Hereingeplatzt

Es ist Juli, halb neun Uhr morgens und die Temperaturen knapp unter dreißig Grad. Im Physiksaal ist es mucksmäuschenstill. In der vorderen Reihe ist schon jemand wach und lauscht Herr Wielands Ausführungen davon, was die Welt im Inneren zusammenhält. Der Typ rechts daneben blättert unter dem Tisch in einer Modellbauzeitschrift. Segelschiffe. Dreimaster. Ein Mädchen in der Fensterreihe malt bunte Kringel in ihren Schülerkalender. Herr Wieland hat einen Versuch aufgebaut. Eine elektrische Töpferscheibe surrt leise und stottert bei jeder dritten Umdrehung, als kündigte sie ihr baldiges Ende an. Ein Tonklumpen trudelt um sich selbst und verformt sich zu einem namenlosen Gebilde, zieht sich in die Breite, eiert und fällt zu Boden. Hinter Wielands verwildertem Bart steigert sich die Begeisterung über die Phänomene der Naturgesetze. Er lacht über das Zusammenspiel von Schwer- und Fliehkraft und kratzt referierend mit einem verbogenen Esslöffel den Ton vom Boden. Vorne wird milde mitgelacht. In den hinteren Bankreihen wird geschlafen. Wielands spinnenlangen Finger tasten sich durch das Gewirr seiner struppigen Gesichtsbehaarung und bekratzen die Haut an seinem Kinn. Kopf und Hände ragen aus einem weinroten Pulli. Echte Schafswolle. Schuppen rieseln auf das Pult vor ihm. Wieland kritzelt Zahlen und Buchstaben mit kreischender Kreide an die Tafel, die in einem geheimnisvollen Zusammenhang mit dem Tonklumpen stehen sollen.

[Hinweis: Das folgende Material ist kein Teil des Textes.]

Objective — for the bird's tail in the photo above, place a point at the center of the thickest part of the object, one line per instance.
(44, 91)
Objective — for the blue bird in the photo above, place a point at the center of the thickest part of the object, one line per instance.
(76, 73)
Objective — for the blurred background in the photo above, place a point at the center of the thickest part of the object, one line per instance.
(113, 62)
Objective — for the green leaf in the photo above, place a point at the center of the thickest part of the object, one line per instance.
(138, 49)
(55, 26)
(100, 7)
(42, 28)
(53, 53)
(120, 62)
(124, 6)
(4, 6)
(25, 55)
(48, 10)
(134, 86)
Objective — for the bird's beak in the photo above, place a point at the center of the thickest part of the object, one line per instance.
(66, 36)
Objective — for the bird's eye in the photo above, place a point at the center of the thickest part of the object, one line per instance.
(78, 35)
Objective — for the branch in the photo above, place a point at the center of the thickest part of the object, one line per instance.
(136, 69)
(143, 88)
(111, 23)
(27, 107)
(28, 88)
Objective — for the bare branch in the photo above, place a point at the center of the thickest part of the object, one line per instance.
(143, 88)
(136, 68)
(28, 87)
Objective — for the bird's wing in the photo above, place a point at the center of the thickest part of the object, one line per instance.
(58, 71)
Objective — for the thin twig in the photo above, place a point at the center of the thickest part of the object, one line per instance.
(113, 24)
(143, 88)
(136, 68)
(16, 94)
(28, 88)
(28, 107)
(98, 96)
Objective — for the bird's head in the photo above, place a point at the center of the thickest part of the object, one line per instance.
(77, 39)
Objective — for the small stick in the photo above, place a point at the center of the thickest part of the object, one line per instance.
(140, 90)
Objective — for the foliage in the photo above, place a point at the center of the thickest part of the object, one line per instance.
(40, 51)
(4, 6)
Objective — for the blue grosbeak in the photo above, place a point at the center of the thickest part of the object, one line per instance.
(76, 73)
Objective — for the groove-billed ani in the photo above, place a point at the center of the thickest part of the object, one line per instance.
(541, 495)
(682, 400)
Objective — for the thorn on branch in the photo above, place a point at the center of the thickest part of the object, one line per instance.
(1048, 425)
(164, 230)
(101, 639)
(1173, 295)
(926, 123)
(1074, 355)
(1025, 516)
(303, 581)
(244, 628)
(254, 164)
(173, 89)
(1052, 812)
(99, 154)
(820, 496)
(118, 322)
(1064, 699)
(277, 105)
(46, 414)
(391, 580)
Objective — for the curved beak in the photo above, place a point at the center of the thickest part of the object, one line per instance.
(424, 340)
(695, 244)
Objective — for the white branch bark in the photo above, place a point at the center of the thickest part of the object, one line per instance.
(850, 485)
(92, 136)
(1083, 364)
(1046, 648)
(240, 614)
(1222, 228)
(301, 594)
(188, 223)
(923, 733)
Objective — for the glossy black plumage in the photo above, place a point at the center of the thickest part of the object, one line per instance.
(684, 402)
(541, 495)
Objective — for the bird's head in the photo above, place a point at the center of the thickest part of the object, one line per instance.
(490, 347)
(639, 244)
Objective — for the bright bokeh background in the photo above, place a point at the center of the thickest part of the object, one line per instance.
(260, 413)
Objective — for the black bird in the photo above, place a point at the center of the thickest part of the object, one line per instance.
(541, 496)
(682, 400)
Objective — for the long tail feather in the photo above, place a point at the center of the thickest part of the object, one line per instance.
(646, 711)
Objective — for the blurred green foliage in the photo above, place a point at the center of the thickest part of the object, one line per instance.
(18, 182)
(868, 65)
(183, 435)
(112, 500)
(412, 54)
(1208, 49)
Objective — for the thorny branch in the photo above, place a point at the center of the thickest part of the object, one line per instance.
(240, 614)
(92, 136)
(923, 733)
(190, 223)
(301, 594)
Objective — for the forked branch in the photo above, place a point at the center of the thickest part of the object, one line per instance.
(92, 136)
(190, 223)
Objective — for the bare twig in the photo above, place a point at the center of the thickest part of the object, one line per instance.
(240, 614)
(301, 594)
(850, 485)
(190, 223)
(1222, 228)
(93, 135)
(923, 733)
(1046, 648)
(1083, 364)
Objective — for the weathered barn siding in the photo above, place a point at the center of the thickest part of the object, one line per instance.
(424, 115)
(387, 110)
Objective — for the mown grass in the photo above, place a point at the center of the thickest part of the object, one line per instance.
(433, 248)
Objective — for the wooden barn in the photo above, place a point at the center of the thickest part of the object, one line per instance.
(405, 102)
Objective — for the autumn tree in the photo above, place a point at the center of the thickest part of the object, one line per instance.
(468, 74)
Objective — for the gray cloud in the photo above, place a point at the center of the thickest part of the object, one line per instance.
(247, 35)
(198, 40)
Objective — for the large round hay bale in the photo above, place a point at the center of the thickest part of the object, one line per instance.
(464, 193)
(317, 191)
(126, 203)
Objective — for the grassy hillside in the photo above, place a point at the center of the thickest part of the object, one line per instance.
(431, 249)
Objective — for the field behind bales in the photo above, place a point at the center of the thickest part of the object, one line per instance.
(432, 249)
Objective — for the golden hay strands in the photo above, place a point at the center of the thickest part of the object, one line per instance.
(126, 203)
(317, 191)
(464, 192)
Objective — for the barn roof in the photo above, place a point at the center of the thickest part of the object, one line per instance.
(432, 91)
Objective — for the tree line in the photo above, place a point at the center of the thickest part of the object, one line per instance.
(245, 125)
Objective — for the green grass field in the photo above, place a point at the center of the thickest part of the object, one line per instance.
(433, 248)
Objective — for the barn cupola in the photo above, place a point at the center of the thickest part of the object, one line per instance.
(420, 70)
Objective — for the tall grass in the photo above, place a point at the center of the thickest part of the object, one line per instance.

Ein Gemisch aus Deo, Zigaretten und den Ausdünstungen Heranwachsender diffundiert durch die müden Körper der Schüler.

 

Da klopft es an der Tür. Das kann kein verspäteter Mitschüler sein. Der würde nicht klopfen, sondern hereinschlurfen, wie jeder verschlafene Teenager. Köpfe erheben sich träge von den Tischplatten, um zu sehen, wer den Physikschlaf unterbricht. Die Tür bewegt sich nicht. Die Hand aus dem Pulli setzt ihr Gekritzel fort. Es klopft erneut. „Herein!“, ruft Wieland und starrt gespannt Richtung Tür. Die Klinke zuckelt nach unten. Die Tür öffnet sich einen Spalt breit, zögerlich. Ein Korb schiebt sich herein. Dahinter eine kleine Frau. Sie sucht mit den Augen die ansteigenden Bankreihen des Physiksaals ab. Wir lachen. Jeder kennt die kleine Frau. Jeder außer Wieland. Fünfundzwanzig Köpfe drehen sich zur hinteren Reihe. Olli schießt das Blut ins Gesicht, bis es rot ist wie die Wolle von Wielands Pulli.

 

„Olli hat sein Pausenbrot vergessen“, flötete die Frau und holt eine Plastikdose aus ihrem Rotkäppchenkorb. Olli schnaubt, dreht die Augen zur Decke, erhebt sich schwerfällig, wie ein übergewichtiger Frührentner aus der letzten Reihe. Seine Springerstiefel stapfen mit ihm in Siebenmeilenschritten durch den Mittelgang. „Danke Mutti!“, brummt Olli und nimmt die Dose.

 

Seine kleine Mutter reckt ihm ihre Wange hin. Und dann beugt Olli sich hinunter und küsst seine Mutter vor den Augen aller, die ihn bis zu dem Augenblick für den coolsten, härtesten und unbestechlichsten Typen der Klassen gehalten hatten. Als Ollis Springerstiefel wieder unter der hintern Bank eingeparkt haben, teilt Wieland die Arbeitsblätter aus und wünscht uns trotz der hohen Temperaturen viel Glück bei der letzten Klassenarbeit, die uns noch von den Zeugnissen trennt.